This is from one of the articles Joel wrote.
I don't get this passage and important for me to conclude something for myself.
Is this supposed to mean the day we realize there is much to learn about software development and further educate ourselves or we should stop and give up because we don't have the right qualifiations.
I take it to mean that you need to get over your arrogance and realize you'll never know everything, there will always be many more things to learn & you can always be better.
Although if that's what it means this is a really odd way to phrase it.
Friday, February 15, 2013
Without the context, the quote sounds like nonsense. It is hard to tell since some people exaggerate when they write.
Maybe, he meant something like, "When you firmly get the idea that you will never know everything about software development, only then are you really a professional software developer."

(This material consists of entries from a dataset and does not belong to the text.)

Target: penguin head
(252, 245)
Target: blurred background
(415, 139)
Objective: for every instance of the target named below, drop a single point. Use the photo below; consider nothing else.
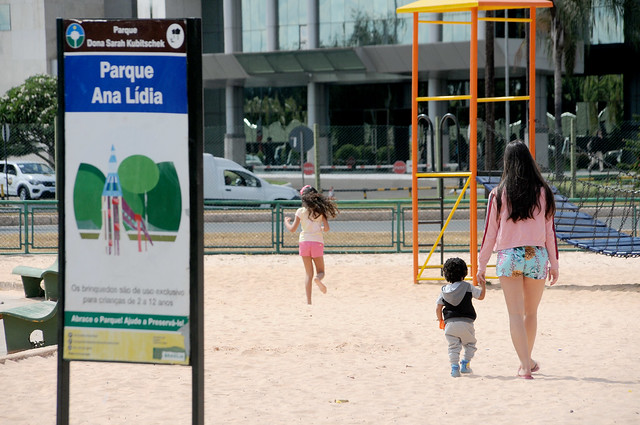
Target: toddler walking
(456, 314)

Software developer is so obsolete, software engineer is where it is now. There are also sale engineers, test engineers, marketing engineers, and the best of all of them - business development engineers.
Friday, February 15, 2013
The article: http://www.joelonsoftware.com/articles/CoderToDeveloper.html
I think the introduction explains the context:
"But seriously, folks, what drives me crazy is that most software developers don’t realize just how little they know about software development.
Friday, February 15, 2013
Above replies have pretty much covered it but I've found the same in copywriting and I think any serious endeavor leads to the same conclusion.
I'm reminded of the first time I took a small 19 ft boat so far off the coast we couldn't see land anymore...
You look around and realize the sea is even bigger than you thought, and you thought it was pretty damn huge to start with. The only thing pointing the way home is your boat's GPS, your big compass, your little compass, your phone's GPS, your father in law's phone's GPS and your knowledge of the sun's direction.
Suddenly it doesn't seem enough and you feel very small and very lost.
The good news is, that unlike blog posts online, it fades away and you get your confidence back. However it remains true that once humbled your can never be quite so arrogant again.
You can spend a lifetime studying a single subject, and never grasp more than (insert some suitably small percentage here) - because it's never a single subject, not really.
Take my copywriting, all about selling, right? Yeah, selling and *writing*. But then you need to understand more, and more, and more still. Soon you're branching into psychology, primate motivation, group behavior, statistics, graphics and layouts, feelings invoked by colors...
And it doesn't matter.
Keep learning, keep doing it, keep learning some more - and never think you know it all, because you don't and never will.
Enjoy it anyway, because life is a journey, not a destination etc bletch
Saturday, February 16, 2013
I don't particularly like it when people put too much meaning behind titles, such as "developer" vs "engineer", but here Joel's using it to make a point. When he calls someone a "coder", he's inferring that the person wrote some code that solved a problem, and then stopped thinking about it beyond that point.
Writing software presents so many different ways to do the same thing. A lot of people can get some code to make their program work, but it takes a lot more thought to decide what solution to choose and why.
And, there's also a lot more to software development than the bytes. You may need to revisit your user process, you may need to tune and adjust your code for performance, you will have to edit your user documentation and marketing. It's all this supplementary work that surrounds the actual code that the "software developer" cares about if they want to provide a quality product to their users.
The key word is "development". A coder just gets something working and then stops. A developer gradually develops a software product by adding on the extras that make it usable. If you realize you don't know everything about software development, it means you are always seeking out where you can improve your product, and that takes you to the next level.
Sunday, February 17, 2013
As soon as i am done with Code Complete, i'll start reading this book. I really like these kind of books that lays the foundation and the ideas that are applicable to all disciplines..
They not only educate you in software development and computer since but also there is so many valuable thoughts that'd illuminate you in all areas of life.